There are officially zero excuses left for never having tried Peruvian food.
Peru Gourmet has called north Arlington home for just over a year now, so it’s past time for delicacies like ají de gallina, papa rellena, lomo saltado and, yes, even cau cau, Peruvian fare’s answer to Mexican menudo, to have made their way onto your dining radar.
Don’t use Tex-Mex or even traditional Mexican food as your starting point for picturing the perfect Peruvian feast, save one dish: ceviche. The icy Humboldt Current that flows through the Pacific Ocean just off Peru’s coast supports one of the most bountiful sources of seafood, and Peru Gourmet’s menu reflects it.
Appetizers and entrees are divided between seafood options and dishes criollos, which are basically Peruvian comfort foods. It all makes Peruvian food, and a night at Peru Gourmet, a study in culinary juxtaposition: Hot sits next to cold, acidic meets starchy, robust flavors intermingle with the delicate.

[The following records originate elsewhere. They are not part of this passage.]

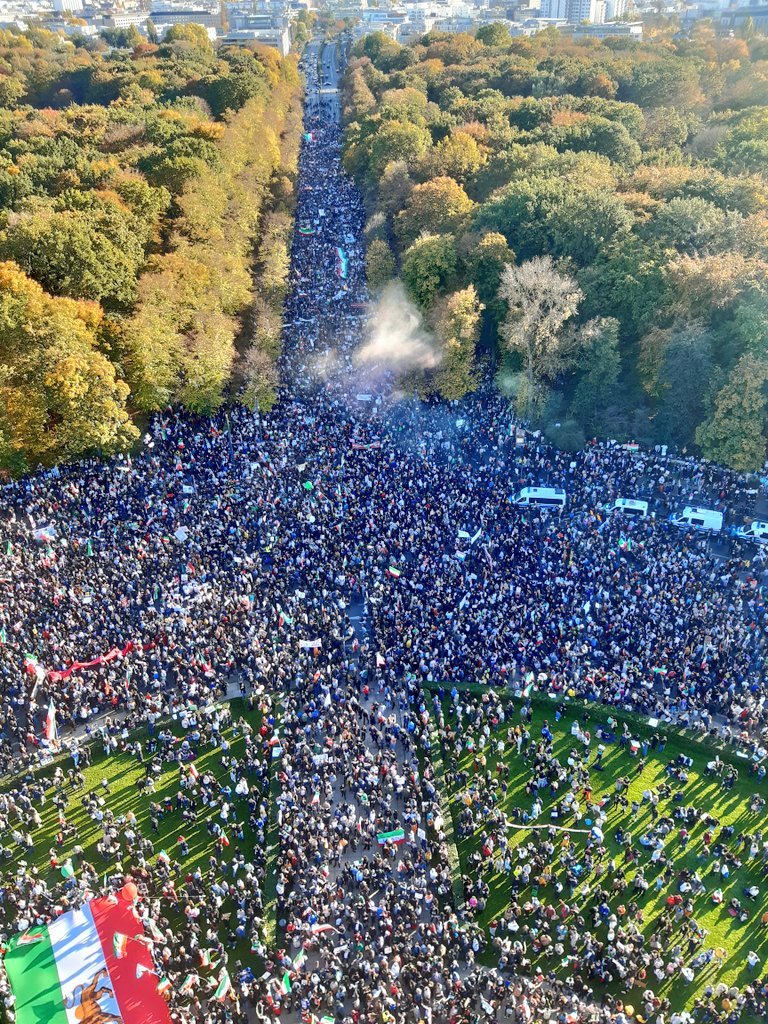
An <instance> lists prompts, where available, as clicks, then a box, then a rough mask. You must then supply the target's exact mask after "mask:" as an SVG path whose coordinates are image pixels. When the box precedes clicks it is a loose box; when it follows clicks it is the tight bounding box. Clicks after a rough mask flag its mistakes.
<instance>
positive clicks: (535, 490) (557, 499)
mask: <svg viewBox="0 0 768 1024" xmlns="http://www.w3.org/2000/svg"><path fill="white" fill-rule="evenodd" d="M566 500H567V495H566V494H565V492H564V490H563V489H562V487H523V488H522V489H521V490H519V492H518V493H517V494H516V495H515V496H514V498H513V499H512V501H513V502H514V504H515V505H520V506H522V507H530V506H534V507H536V508H554V509H563V508H565V502H566Z"/></svg>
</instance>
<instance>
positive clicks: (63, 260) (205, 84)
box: [0, 26, 302, 473]
mask: <svg viewBox="0 0 768 1024" xmlns="http://www.w3.org/2000/svg"><path fill="white" fill-rule="evenodd" d="M124 35H125V34H124ZM129 35H130V34H129ZM111 43H114V44H116V45H112V44H108V43H106V42H105V41H98V42H96V43H95V44H94V43H91V42H90V41H89V42H88V43H87V44H86V43H85V41H76V42H75V43H73V42H71V41H69V40H65V39H62V38H61V37H60V36H57V35H54V34H52V33H48V32H44V31H36V30H31V31H28V32H25V33H18V32H10V31H0V469H2V470H4V471H5V472H11V473H18V472H23V471H25V470H28V469H30V468H32V467H35V466H37V465H43V466H49V465H53V464H55V463H56V462H60V461H71V460H73V459H76V458H79V457H82V456H83V455H89V454H100V455H110V454H113V453H115V452H117V451H121V450H125V449H127V447H129V446H130V445H131V444H132V443H133V442H134V441H135V439H136V438H137V437H138V436H139V432H140V427H141V423H142V419H143V418H144V417H145V416H146V415H147V414H150V413H152V412H154V411H157V410H161V409H163V408H165V407H167V406H169V404H171V403H175V404H180V406H182V407H184V408H186V409H188V410H190V411H193V412H196V413H201V414H204V413H209V412H212V411H213V410H215V409H216V408H218V407H219V406H220V403H221V402H222V401H223V400H225V399H226V398H227V396H229V395H231V394H237V395H238V396H240V397H241V398H243V399H244V400H246V401H248V402H249V403H250V404H252V406H258V407H259V408H261V409H266V408H269V406H270V404H271V402H272V401H273V400H274V397H275V389H276V385H278V375H276V359H278V355H279V352H280V336H281V316H282V306H283V298H284V295H285V289H286V283H287V275H288V269H289V254H290V239H291V232H292V224H293V206H294V198H295V183H296V174H297V162H298V152H299V146H300V140H301V130H302V123H301V118H302V106H301V103H302V97H301V80H300V75H299V73H298V69H297V62H296V58H295V57H294V56H293V55H290V56H288V57H286V58H281V57H280V56H279V55H278V52H276V51H275V50H273V49H269V48H267V47H259V46H254V47H253V48H243V47H238V48H219V49H214V48H213V47H212V46H211V44H210V43H209V40H208V37H207V34H206V33H205V31H204V30H202V29H199V28H198V27H195V26H176V27H174V28H172V29H171V30H170V32H169V33H168V35H167V37H166V39H165V40H164V41H163V43H162V44H159V45H158V44H153V43H147V42H145V41H143V42H142V41H141V40H140V37H137V38H127V39H122V38H121V39H118V40H112V41H111Z"/></svg>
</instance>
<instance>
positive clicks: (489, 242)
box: [459, 231, 515, 318]
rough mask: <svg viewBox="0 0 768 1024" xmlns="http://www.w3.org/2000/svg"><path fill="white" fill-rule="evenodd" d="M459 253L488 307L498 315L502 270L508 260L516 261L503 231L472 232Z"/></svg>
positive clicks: (459, 246) (477, 294)
mask: <svg viewBox="0 0 768 1024" xmlns="http://www.w3.org/2000/svg"><path fill="white" fill-rule="evenodd" d="M459 254H460V256H461V258H462V262H463V263H464V266H465V267H466V269H467V273H468V274H469V278H470V280H471V282H472V284H473V285H474V286H475V289H476V290H477V295H478V296H479V299H480V302H482V304H483V306H485V307H486V308H488V309H492V308H493V309H494V311H495V314H496V312H497V311H498V310H496V306H497V304H498V302H499V285H500V284H501V281H502V270H503V269H504V267H505V266H506V265H507V264H508V263H510V264H511V263H514V262H515V254H514V252H513V251H512V250H511V249H510V248H509V246H508V245H507V240H506V239H505V238H504V236H503V234H501V233H500V232H499V231H485V232H484V233H483V234H479V233H478V232H476V231H471V232H469V233H467V234H465V236H464V237H463V238H462V240H461V243H460V245H459ZM497 318H498V317H497Z"/></svg>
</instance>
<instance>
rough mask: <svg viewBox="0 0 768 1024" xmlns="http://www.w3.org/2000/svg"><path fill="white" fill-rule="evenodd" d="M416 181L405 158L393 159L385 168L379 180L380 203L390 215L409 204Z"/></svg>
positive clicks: (379, 194) (393, 215) (379, 193)
mask: <svg viewBox="0 0 768 1024" xmlns="http://www.w3.org/2000/svg"><path fill="white" fill-rule="evenodd" d="M413 187H414V182H413V181H412V179H411V175H410V174H409V173H408V164H407V163H406V162H404V160H393V161H392V162H391V163H390V164H387V166H386V167H385V169H384V174H383V175H382V177H381V181H380V182H379V205H380V207H381V208H382V210H383V211H384V212H385V213H386V214H387V215H388V216H390V217H393V216H394V215H395V214H396V213H398V212H399V211H400V210H402V209H403V207H404V206H407V204H408V201H409V199H410V198H411V193H412V190H413Z"/></svg>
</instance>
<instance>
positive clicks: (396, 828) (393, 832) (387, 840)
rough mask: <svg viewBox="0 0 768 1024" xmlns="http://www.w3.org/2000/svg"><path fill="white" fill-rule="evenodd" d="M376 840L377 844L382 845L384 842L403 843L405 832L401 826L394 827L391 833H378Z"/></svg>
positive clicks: (383, 845)
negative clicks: (378, 834) (377, 835)
mask: <svg viewBox="0 0 768 1024" xmlns="http://www.w3.org/2000/svg"><path fill="white" fill-rule="evenodd" d="M376 842H377V843H378V844H379V846H384V844H385V843H404V842H406V833H404V831H403V830H402V828H394V829H393V830H392V831H391V833H379V835H378V836H377V837H376Z"/></svg>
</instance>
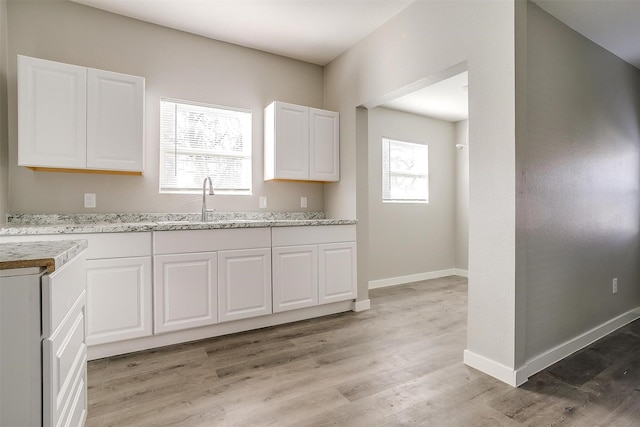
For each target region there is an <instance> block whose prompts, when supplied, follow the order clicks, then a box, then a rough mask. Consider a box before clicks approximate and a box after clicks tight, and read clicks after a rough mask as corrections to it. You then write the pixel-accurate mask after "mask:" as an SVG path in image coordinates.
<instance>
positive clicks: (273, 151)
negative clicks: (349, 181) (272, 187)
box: [264, 102, 340, 181]
mask: <svg viewBox="0 0 640 427" xmlns="http://www.w3.org/2000/svg"><path fill="white" fill-rule="evenodd" d="M264 120H265V125H264V130H265V131H264V142H265V151H264V160H265V164H264V179H265V181H266V180H272V179H286V180H301V181H338V180H339V178H340V174H339V164H340V136H339V133H340V123H339V114H338V113H336V112H333V111H326V110H319V109H316V108H309V107H304V106H300V105H295V104H287V103H284V102H273V103H271V104H270V105H269V106H268V107H267V108H265V112H264Z"/></svg>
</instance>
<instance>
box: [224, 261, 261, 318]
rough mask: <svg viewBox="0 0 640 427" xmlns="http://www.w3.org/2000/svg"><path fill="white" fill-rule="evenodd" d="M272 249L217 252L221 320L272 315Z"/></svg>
mask: <svg viewBox="0 0 640 427" xmlns="http://www.w3.org/2000/svg"><path fill="white" fill-rule="evenodd" d="M271 313H272V310H271V250H270V249H269V248H262V249H241V250H236V251H221V252H218V316H219V319H220V321H221V322H227V321H230V320H238V319H246V318H248V317H256V316H263V315H265V314H271Z"/></svg>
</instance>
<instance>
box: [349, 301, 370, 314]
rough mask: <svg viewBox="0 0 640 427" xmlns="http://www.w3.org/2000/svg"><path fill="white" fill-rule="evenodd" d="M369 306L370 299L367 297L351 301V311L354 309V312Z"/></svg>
mask: <svg viewBox="0 0 640 427" xmlns="http://www.w3.org/2000/svg"><path fill="white" fill-rule="evenodd" d="M370 308H371V300H369V299H365V300H362V301H354V302H353V311H355V312H356V313H357V312H359V311H365V310H369V309H370Z"/></svg>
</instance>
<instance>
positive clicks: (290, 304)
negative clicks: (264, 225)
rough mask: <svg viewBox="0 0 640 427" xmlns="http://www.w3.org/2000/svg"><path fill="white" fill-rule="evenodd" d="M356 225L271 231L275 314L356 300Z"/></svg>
mask: <svg viewBox="0 0 640 427" xmlns="http://www.w3.org/2000/svg"><path fill="white" fill-rule="evenodd" d="M355 238H356V231H355V226H354V225H334V226H322V227H278V228H274V229H273V231H272V243H273V259H274V261H273V307H274V309H273V310H274V312H280V311H287V310H293V309H298V308H304V307H310V306H313V305H318V304H328V303H332V302H338V301H345V300H350V299H355V298H356V296H357V289H356V286H357V276H356V242H355Z"/></svg>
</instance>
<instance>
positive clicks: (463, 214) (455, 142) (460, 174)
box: [455, 120, 470, 270]
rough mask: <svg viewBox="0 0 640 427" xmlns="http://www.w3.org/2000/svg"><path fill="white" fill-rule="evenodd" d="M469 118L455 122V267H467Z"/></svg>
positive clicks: (463, 268)
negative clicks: (455, 219)
mask: <svg viewBox="0 0 640 427" xmlns="http://www.w3.org/2000/svg"><path fill="white" fill-rule="evenodd" d="M468 131H469V120H461V121H459V122H456V123H455V136H456V142H455V143H456V145H458V144H461V145H463V147H462V148H458V149H456V166H455V171H456V189H455V195H456V211H455V218H456V226H455V239H456V242H455V248H456V255H455V267H456V268H457V269H459V270H468V269H469V150H470V148H469V139H468Z"/></svg>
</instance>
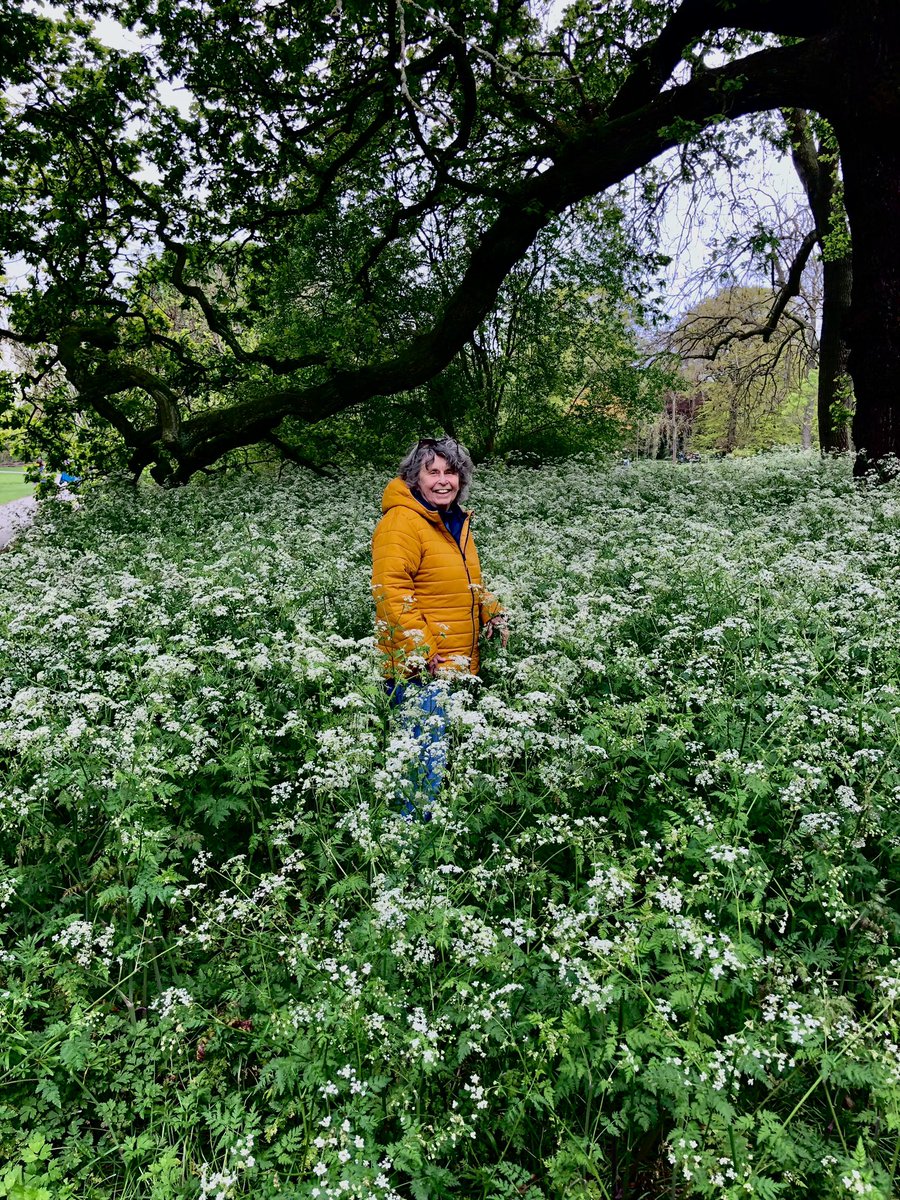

Starting with ceviche is always a good idea, but it’s a can’t-miss at Peru Gourmet. The acid of the citrus juice “cooks” either the tilapia chunks (ceviche de pescado, $17) or the octopus, shrimp and scallops (ceviche mixto, $20) and imbues it with a sweet taste and chewy texture offset by red onion and choclo, a white Andean corn with dime-sized kernels.
The citrus-juice mixture, spiced with rocoto and topped with shaved red onions, is also available as a stand-alone appetizer called leche de tigre, and served in a glass along with aides choclo and corn nuts. If its perceived benefits as both a hangover cure and an aphrodisiac could be scientifically confirmed, it might be the single most useful app in either of the Americas.
From the criollo section, try a papa rellena ($12), which turns a lightly fried potato into a croquette housing for a bit of lightly seasoned ground beef, onions, black olives, raisins and egg. The potato itself is omnipresent across the criollo section of the menu, but is also in the mix in the seafood section.
That’s no surprise, as over 3,800 kinds of potatoes are indigenous to Peru, though at Peru Gourmet, they all appeared to be russets. That in itself doesn’t warrant any complaint.
What may, though, is the service, depending on your luck of the waitstaff draw. Drinks went without refills and questions went unanswered until a knowledgeable and helpful member of the management team took over our table on a recent visit, an issue that’s easier to overlook if the bigger point is charting new culinary ground.
While appetizer portions skew slightly to the dainty side, entree portions are no joke at Peru Gourmet. The pescado a lo macho has a deep-fried tilapia fillet hiding underneath a seafood mix, sliced potatoes and a spicy sauce accompanied by a deceptively large pile of white rice.
The piqueo criollo ($25) offers a little of everything good about inland Peruvian cuisine. The ají de gallina, though not much to look at with a hard-boiled egg slice resting atop a rich brown broth of roughly gravy-level thickness, hides some of the best flavor and most tender chicken on the menu. Half a bowl is a meal, but the plate comes with three other Peruvian delights.
While arroz con pollo ($16 on its own) is straightforward enough, a sufficiently juicy drumstick aboard a boat of brown rice with vegetables, the other two delicacies at least take some getting used to. The cau cau is a tripe stew that avoids a tough, rubbery texture as much as the cut can, but is very strong — an acquired taste for anyone who already likes menudo or wants to branch out at the dinner table.
The papa a la huancaína is simpler and much more colorful than anything else on the sampler: three slices of potato sit atop a bed of lettuce and are covered in a sauce made from a combination of primarily amarillo chiles and queso fresco, served cold over the warm spuds. While that may come as a shock to the taste buds initially, it actually works.
Appreciating Peruvian food, and Peru Gourmet, its Arlington representative, is all about expectations meeting new flavors. If you can keep from comparing it to your favorite Mexican food joint, you may have just found a new favorite option from even farther south of the border.